38th Annual Association of Art Historians Conference
The Open University, Milton Keynes, UK
29 – 31 March 2012
Feminisms of Multitudes - AAH Session
This session will look at the new alliances imagined, pursued and actualized by contemporary feminism in the fields of art practice, art theory and history, curating and activism. Here, the ‘contemporary’ describes a world order based on the full globalisation of capital from the early 1990s to date, where conflict, crisis and resistance are all deepening. It is in this context that scholars such as Nancy Fraser and Hester Eisenstein have, both in 2009, put together powerful critiques of capital as a force that have co-opted secondwave feminism. On the other hand, feminism as a politics of the intimate, the everyday and non-violent overturnings is often invoked as an emancipatory narrative by critics of global capital. Michael Hardt and Toni Negri’s elaboration of a ‘multitude’, a global productive force of singularities rather than individuals, where identity is at least temporarily suspended and transversal struggles enacted, may be seen to extend significantly the possibilities of feminist social praxis. The emphasis on intersectionality, the convergence of queer and feminist methodologies, new imbrications of anarchist and Marxist radical politics with feminist thinking complicate and expand further the scope of feminism in the early 21st century, suggesting at least the possibility of a feminism of tactical or spontaneous ‘togetherness’. But the revolutionary potential of the multitude has also been critiqued by feminist scholars who have noted the poverty of gender analysis in existent theorizations of the concept, or who continue to see benefits in strategic separatism.

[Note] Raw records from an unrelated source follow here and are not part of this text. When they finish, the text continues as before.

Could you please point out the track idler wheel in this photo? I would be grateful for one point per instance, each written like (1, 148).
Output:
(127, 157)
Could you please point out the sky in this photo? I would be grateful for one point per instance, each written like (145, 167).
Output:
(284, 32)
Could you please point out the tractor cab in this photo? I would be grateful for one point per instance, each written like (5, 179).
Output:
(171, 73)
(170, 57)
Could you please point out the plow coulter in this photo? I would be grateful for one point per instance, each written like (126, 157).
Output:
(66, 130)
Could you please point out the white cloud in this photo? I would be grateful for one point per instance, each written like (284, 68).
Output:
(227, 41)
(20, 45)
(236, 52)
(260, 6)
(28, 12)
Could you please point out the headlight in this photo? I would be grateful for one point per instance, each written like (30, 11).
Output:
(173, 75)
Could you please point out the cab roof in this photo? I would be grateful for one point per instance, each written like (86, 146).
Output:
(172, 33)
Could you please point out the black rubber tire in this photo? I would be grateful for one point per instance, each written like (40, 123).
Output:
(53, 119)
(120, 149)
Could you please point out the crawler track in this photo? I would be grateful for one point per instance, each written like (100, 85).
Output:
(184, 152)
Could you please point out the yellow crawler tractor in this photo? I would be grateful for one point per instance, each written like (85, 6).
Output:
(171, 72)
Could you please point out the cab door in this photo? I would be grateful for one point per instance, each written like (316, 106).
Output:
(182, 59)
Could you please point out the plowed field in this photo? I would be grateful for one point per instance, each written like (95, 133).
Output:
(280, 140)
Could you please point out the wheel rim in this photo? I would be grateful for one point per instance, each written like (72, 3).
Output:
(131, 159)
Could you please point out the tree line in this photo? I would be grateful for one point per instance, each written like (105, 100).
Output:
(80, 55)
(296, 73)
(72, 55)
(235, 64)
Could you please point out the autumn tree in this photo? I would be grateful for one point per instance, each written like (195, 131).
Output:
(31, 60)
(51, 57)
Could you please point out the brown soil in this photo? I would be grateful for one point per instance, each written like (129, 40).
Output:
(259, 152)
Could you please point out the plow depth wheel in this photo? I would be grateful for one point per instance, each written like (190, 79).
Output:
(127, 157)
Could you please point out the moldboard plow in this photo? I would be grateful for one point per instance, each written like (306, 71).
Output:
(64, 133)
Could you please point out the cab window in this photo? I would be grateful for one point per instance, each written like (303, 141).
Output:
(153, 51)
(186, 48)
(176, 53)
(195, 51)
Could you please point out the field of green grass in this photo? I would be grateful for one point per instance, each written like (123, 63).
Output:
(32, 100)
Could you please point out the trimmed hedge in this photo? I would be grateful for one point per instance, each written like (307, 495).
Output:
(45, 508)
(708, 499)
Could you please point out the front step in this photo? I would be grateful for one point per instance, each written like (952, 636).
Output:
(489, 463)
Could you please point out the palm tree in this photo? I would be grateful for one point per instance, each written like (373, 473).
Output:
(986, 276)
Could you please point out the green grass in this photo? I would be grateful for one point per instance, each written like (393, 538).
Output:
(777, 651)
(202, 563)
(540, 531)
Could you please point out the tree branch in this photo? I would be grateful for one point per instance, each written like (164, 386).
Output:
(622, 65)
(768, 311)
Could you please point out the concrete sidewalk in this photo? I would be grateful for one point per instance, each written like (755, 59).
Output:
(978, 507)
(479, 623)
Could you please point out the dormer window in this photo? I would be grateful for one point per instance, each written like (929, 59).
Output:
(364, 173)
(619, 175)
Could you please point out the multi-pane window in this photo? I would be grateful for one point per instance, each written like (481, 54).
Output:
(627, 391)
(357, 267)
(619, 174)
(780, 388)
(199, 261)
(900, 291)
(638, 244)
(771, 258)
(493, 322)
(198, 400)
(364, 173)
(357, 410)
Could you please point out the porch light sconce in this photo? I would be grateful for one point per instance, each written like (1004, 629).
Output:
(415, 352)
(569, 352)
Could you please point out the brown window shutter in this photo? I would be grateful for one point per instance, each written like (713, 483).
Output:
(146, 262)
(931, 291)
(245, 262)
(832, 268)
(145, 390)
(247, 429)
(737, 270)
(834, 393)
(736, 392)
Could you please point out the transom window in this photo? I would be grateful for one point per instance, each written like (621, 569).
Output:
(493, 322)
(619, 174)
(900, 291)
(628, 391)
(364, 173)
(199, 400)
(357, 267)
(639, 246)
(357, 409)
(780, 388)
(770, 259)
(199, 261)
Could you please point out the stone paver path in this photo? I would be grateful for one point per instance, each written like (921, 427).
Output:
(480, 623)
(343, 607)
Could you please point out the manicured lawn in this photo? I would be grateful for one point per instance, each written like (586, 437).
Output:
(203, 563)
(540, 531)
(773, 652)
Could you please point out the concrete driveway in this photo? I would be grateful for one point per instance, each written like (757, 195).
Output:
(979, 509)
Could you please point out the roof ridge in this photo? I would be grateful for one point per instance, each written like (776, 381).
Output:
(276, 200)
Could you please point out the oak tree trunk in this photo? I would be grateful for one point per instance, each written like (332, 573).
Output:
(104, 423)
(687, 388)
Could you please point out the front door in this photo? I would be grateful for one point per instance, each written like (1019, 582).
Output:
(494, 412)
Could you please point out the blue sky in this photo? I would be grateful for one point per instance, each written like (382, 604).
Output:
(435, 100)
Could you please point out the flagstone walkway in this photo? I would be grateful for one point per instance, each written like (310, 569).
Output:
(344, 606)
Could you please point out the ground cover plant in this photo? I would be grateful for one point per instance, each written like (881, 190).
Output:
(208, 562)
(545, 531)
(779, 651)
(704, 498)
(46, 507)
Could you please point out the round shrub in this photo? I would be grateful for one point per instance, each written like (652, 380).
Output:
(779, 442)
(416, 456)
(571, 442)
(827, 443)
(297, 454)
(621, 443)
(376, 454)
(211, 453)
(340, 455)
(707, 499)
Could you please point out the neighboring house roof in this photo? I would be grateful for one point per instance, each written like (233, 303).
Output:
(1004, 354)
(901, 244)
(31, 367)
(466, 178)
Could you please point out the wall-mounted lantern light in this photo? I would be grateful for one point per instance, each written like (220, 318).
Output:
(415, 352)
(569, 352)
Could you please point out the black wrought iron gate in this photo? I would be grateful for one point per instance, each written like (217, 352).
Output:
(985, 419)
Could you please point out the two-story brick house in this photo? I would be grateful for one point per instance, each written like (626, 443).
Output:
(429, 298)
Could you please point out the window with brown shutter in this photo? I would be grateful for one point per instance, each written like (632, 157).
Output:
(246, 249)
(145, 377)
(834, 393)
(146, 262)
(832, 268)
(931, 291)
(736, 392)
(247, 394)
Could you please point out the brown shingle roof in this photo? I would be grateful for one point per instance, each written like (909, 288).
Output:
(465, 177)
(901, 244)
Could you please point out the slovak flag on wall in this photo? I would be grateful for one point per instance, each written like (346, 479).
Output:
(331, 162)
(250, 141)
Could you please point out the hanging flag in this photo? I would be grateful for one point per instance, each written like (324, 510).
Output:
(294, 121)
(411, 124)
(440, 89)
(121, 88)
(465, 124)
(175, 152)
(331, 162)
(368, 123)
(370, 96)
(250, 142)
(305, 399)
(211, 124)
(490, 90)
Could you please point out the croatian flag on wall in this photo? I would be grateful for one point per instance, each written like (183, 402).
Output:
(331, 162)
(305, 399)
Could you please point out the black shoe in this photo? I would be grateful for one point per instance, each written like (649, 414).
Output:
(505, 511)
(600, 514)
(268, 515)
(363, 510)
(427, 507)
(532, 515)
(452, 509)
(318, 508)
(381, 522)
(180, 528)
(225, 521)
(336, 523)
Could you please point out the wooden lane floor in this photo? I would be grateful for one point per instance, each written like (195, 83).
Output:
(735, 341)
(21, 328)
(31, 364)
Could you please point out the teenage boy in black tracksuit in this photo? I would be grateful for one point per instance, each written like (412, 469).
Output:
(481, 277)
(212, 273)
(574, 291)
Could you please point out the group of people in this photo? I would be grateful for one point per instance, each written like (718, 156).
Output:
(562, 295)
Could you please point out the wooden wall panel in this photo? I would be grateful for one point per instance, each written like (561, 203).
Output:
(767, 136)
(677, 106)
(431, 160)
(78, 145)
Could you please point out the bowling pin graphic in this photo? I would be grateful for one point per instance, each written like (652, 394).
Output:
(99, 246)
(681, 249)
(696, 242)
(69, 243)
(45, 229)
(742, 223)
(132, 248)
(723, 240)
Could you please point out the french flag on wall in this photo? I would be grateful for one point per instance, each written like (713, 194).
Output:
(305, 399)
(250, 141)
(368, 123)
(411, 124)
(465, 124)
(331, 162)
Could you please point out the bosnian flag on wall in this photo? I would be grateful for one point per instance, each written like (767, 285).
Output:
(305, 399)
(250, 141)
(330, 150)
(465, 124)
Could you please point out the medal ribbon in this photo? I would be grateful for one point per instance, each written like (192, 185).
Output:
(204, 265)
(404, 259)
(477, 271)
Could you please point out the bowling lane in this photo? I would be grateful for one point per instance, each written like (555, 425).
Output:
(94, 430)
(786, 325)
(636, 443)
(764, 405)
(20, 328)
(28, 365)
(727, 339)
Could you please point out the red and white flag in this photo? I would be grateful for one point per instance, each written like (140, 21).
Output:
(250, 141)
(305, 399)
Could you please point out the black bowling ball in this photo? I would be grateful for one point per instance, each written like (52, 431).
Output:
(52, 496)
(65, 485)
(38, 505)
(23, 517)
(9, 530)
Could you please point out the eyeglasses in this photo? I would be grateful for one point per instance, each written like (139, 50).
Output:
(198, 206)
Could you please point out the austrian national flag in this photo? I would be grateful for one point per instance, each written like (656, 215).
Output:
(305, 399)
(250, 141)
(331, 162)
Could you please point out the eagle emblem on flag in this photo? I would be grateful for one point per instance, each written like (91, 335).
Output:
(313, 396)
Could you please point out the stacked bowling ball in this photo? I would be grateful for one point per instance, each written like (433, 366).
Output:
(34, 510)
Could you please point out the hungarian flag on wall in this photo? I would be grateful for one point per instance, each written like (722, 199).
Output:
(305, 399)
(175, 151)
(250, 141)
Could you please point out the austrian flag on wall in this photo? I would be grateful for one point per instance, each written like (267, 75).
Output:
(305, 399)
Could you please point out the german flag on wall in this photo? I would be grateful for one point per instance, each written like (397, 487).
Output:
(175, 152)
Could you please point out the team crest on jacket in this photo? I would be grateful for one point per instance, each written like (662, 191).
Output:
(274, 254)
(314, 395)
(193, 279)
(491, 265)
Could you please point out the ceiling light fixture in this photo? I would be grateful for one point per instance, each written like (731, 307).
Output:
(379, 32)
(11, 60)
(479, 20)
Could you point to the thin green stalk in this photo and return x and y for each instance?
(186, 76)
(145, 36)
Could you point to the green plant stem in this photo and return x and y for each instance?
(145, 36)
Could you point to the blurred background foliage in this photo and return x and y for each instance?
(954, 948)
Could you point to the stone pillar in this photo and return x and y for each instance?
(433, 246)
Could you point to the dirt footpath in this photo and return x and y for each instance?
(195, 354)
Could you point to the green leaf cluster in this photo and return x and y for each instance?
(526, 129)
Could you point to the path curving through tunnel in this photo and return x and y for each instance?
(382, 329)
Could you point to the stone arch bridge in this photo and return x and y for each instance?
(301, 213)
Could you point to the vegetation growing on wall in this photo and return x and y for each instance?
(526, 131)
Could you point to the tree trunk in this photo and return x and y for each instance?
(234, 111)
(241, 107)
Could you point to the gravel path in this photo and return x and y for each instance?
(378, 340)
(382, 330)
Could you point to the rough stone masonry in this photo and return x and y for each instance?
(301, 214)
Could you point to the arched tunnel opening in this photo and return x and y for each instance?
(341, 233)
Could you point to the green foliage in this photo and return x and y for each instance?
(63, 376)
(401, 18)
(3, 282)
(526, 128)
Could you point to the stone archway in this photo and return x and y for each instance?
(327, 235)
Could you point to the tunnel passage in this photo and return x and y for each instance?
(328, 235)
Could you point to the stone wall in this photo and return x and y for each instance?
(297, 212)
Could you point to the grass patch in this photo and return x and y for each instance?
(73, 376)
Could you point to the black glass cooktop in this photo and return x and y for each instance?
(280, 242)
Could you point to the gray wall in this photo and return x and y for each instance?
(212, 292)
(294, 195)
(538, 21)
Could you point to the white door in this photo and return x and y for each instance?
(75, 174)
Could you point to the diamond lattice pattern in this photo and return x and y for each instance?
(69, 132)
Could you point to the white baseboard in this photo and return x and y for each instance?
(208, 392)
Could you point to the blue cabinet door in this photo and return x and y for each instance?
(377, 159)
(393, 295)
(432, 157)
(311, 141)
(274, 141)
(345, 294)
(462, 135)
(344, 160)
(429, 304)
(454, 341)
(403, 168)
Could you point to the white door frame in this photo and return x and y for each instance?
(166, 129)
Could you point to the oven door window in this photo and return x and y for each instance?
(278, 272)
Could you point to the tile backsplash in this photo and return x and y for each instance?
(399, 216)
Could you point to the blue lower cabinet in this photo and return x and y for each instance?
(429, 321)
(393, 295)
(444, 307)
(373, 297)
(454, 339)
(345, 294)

The session invites papers that propose to think closely about how such developments impact practices that cross through art and its contexts. Papers examining the impact of these developments on the writing of art history are particularly welcome. The broader question asked is: is feminism in a process of reinventing a politics of solidarity in emerging cultures of protest, of enacting or contributing to multi-directional resistance within multitudes? Where is this evident and how is it relevant to progressive political thinking in, through, about art? Papers may discuss successes, failures, what is at stake in doing politics from what we (may) have in common, the need to act beyond identity, without need for representation. Topics may include (but are not to be limited to) democracy, conflict, labour, reproduction, biopolitics, knowledge.